The Morrissey College of Arts and Sciences hosted a panel on Thursday to discuss the implications of AI on teaching, research, and learning in universities.

FitzGibbon, associate director of the Center for Digital Innovation in Learning, said professors should adapt to the presence of AI by changing their grading criteria and creating assignments that can’t be completed by AI.

“Try ChatGPT out, see what it’s good at, see what it’s not good at, see what it’s missing, and that’s what you grade students on,” Fitzgibbon said. “[Students] have to answer the question asked, very specific questions that are answered. And you gotta have your own opinion and your own voice, and so generative AI cannot do any of it.”

AI can still be a tool for professors, according to Assistant Professor of Computer Science Nam Wook Kim, who said he uses ChatGPT in his research process to brainstorm ideas.

“In a way, my research process now like always starts with the brainstorming with ChatGPT,” Kim said. “So now I’m kind of—for all of the projects I’m doing right now—I’m always constantly thinking about how to orchestrate between these A.I.s and … human assistance.” 

Professor of History Virginia Reinburg said she believes AI is another technology that humans will learn to work in tandem with.

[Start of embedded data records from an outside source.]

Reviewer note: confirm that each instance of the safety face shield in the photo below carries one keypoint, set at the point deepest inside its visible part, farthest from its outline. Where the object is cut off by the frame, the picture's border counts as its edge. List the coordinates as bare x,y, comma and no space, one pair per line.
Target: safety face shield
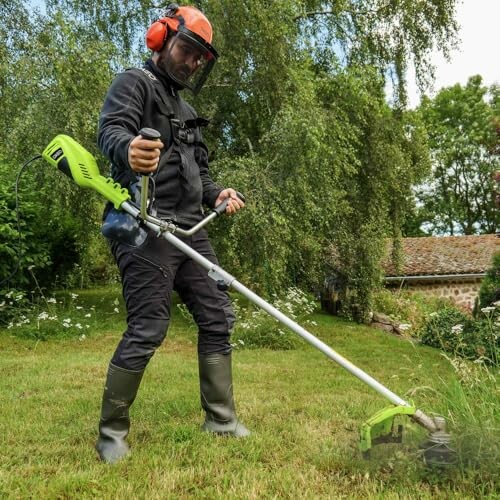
189,60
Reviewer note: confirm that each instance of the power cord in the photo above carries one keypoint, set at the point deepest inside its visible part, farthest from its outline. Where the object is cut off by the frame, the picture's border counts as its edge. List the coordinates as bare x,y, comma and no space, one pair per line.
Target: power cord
18,219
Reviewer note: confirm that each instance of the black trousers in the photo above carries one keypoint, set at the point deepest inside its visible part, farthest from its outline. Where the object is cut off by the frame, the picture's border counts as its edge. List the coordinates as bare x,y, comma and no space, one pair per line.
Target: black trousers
149,275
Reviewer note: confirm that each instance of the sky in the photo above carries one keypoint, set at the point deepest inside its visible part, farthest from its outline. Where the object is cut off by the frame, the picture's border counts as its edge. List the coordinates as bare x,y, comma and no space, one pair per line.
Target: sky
478,51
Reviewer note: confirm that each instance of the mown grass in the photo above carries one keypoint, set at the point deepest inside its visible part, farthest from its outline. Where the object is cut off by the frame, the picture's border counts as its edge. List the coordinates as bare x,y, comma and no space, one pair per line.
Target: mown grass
304,412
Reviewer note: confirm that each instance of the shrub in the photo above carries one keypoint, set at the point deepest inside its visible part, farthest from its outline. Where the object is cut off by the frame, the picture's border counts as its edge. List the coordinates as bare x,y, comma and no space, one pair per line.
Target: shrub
490,286
455,332
471,406
411,308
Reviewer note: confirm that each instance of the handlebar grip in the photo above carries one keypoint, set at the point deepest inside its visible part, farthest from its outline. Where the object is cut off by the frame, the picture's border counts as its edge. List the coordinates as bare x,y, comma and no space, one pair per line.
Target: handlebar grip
150,134
221,207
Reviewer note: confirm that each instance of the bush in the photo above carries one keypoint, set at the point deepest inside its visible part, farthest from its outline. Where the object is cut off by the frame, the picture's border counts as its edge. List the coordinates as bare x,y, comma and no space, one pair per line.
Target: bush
490,286
453,331
471,405
411,308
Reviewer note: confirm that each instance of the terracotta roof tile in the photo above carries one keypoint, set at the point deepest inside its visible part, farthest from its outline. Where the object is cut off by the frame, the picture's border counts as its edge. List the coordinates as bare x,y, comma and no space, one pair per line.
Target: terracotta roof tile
444,255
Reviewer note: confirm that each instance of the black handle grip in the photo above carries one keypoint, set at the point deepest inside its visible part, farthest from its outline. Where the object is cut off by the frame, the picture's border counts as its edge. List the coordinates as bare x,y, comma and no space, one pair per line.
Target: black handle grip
221,207
150,134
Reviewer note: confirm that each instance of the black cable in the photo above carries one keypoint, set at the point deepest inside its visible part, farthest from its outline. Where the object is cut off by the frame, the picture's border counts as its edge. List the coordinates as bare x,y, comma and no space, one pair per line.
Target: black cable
18,219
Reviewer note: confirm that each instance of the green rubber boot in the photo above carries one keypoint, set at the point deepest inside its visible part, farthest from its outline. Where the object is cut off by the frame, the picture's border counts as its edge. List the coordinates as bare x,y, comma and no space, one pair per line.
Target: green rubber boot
119,394
216,391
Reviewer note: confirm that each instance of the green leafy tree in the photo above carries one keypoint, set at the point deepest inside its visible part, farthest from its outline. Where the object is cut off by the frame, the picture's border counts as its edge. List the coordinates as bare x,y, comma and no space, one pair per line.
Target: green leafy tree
299,120
463,127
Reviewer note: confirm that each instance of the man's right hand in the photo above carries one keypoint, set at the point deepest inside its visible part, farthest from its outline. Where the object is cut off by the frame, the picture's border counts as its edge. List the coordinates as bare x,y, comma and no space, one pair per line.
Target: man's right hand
144,155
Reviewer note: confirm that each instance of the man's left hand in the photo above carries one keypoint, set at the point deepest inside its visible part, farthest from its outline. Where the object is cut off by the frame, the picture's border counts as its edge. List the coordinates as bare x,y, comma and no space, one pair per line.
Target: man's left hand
234,202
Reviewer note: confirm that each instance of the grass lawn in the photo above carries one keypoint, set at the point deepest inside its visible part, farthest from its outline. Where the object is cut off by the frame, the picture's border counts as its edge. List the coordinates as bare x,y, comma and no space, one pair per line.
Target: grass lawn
304,411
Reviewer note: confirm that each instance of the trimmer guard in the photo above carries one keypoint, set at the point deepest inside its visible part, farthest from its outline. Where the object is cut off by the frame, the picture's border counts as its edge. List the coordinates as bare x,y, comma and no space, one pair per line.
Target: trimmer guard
381,428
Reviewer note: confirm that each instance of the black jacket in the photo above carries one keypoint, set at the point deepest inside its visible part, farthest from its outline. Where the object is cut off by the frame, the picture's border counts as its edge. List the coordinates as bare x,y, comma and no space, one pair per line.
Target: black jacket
145,98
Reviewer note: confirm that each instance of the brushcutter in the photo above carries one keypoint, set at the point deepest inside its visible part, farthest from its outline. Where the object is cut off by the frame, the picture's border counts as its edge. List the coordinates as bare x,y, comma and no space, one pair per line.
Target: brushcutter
78,164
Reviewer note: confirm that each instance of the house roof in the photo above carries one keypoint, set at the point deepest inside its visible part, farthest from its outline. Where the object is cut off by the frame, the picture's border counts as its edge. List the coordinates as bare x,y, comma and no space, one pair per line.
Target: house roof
444,255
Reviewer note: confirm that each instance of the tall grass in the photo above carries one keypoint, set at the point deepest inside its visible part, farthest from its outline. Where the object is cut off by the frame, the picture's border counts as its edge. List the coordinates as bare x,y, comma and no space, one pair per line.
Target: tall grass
304,411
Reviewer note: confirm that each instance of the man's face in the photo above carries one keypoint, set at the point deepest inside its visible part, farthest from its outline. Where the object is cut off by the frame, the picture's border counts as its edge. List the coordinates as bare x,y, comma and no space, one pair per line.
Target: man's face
186,61
180,58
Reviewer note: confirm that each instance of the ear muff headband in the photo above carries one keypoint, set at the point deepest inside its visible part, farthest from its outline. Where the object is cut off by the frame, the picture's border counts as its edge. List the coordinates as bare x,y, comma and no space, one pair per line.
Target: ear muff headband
158,31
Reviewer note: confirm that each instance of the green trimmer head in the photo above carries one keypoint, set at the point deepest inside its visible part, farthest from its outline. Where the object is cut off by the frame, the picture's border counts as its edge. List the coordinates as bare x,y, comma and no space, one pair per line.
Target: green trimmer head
78,164
382,428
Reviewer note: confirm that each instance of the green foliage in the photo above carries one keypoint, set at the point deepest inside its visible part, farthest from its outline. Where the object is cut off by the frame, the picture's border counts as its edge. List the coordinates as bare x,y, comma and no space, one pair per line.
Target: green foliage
63,315
458,197
455,332
409,308
471,405
490,286
299,123
255,328
28,249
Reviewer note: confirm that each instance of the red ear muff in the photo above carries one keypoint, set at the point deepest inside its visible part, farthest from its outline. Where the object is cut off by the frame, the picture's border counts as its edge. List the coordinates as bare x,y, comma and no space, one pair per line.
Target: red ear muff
156,35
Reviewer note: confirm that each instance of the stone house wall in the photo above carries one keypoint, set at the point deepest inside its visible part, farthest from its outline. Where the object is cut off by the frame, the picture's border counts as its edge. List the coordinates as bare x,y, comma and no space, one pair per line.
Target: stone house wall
462,292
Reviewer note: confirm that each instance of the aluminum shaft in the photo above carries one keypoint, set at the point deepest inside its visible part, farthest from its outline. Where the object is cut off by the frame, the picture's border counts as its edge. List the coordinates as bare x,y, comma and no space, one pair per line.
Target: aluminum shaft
220,275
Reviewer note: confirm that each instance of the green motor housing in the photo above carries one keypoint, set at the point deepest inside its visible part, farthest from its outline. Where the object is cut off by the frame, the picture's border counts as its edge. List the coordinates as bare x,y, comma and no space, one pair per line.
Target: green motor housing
77,163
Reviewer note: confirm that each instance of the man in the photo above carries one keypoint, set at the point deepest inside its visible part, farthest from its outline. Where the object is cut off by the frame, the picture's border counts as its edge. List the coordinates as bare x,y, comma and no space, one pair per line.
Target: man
148,97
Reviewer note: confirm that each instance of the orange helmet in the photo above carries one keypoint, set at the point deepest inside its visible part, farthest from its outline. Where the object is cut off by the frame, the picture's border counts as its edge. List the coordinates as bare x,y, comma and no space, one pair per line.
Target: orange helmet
192,35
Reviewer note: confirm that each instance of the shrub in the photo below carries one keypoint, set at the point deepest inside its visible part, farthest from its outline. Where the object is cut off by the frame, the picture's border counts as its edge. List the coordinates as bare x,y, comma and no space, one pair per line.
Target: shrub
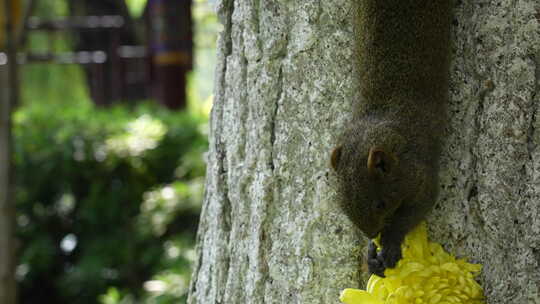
101,196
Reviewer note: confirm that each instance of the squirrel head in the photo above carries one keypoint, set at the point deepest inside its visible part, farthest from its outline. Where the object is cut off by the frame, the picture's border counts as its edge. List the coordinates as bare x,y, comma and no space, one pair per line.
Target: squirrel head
376,176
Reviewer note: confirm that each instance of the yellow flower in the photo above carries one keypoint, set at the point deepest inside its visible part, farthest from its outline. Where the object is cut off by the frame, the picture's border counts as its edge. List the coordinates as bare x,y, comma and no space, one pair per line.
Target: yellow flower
425,274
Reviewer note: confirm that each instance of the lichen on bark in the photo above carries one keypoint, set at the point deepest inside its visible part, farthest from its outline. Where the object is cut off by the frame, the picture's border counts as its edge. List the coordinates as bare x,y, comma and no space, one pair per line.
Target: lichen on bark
270,230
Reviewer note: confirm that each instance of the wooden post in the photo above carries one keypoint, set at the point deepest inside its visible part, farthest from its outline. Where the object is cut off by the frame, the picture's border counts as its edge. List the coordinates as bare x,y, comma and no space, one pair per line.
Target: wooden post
171,46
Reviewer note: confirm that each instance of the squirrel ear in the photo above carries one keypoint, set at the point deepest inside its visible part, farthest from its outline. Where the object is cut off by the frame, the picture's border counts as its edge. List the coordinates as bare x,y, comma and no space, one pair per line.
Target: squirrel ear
334,158
380,163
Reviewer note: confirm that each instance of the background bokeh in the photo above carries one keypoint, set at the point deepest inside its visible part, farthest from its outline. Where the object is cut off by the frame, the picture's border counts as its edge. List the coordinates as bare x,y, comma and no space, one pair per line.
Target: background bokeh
108,198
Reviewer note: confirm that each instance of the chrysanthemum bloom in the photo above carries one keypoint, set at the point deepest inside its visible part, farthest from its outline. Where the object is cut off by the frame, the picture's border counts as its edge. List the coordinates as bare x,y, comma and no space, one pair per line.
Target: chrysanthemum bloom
425,274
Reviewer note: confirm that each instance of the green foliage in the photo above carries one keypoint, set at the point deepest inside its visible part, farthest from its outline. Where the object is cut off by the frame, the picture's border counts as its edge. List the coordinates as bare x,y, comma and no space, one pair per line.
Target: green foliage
107,201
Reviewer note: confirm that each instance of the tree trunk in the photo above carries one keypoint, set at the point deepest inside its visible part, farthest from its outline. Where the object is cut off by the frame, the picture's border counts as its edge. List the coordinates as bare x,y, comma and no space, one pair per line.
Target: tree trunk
270,229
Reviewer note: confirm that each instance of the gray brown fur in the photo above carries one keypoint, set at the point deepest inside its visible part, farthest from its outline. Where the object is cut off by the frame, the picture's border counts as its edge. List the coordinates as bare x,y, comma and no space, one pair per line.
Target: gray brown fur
403,65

“We’re looking at a theory of hybridity,” Reinburg said. “There’s not going to be a complete takeover of anything by this technology.”

Kim said that by using better judgment, humans can learn to use AI as a tool for amplifying their skills, and that while concerns about the impact of new technology are common, researchers are working to make AI more safe. 

“Every time we have new technology, we have these issues, and it’s good that we are thinking about them,” Kim said. “But I think the future is bright, and I know that talented machine learning researchers are working on trying to give them more safe [performance management] systems.” 

One of Kim’s fears when it comes to AI is that technology is changing the expectations of how much work students should be able to produce.

“Now, with ChatGPT and many Ph.D. students, we are expecting Ph.D. students to produce more papers when they graduate,” Kim said. “We’re expecting undergrad students to have more things on their resume. Because we have this ChatGPT, our expectations also change as well.”

Reinburg said she uses AI to connect with her students who are struggling to understand the computer system, and that struggling to understand AI is natural.

“I think it’s fine to struggle, and I want to see the students struggle, and I’m willing to expose my own struggles to them and to other people,” Reinburg said. “That shows what’s human about what I’m doing, as opposed to something that is just a product that embraces all struggles, and produces a clear narrative of some kind.”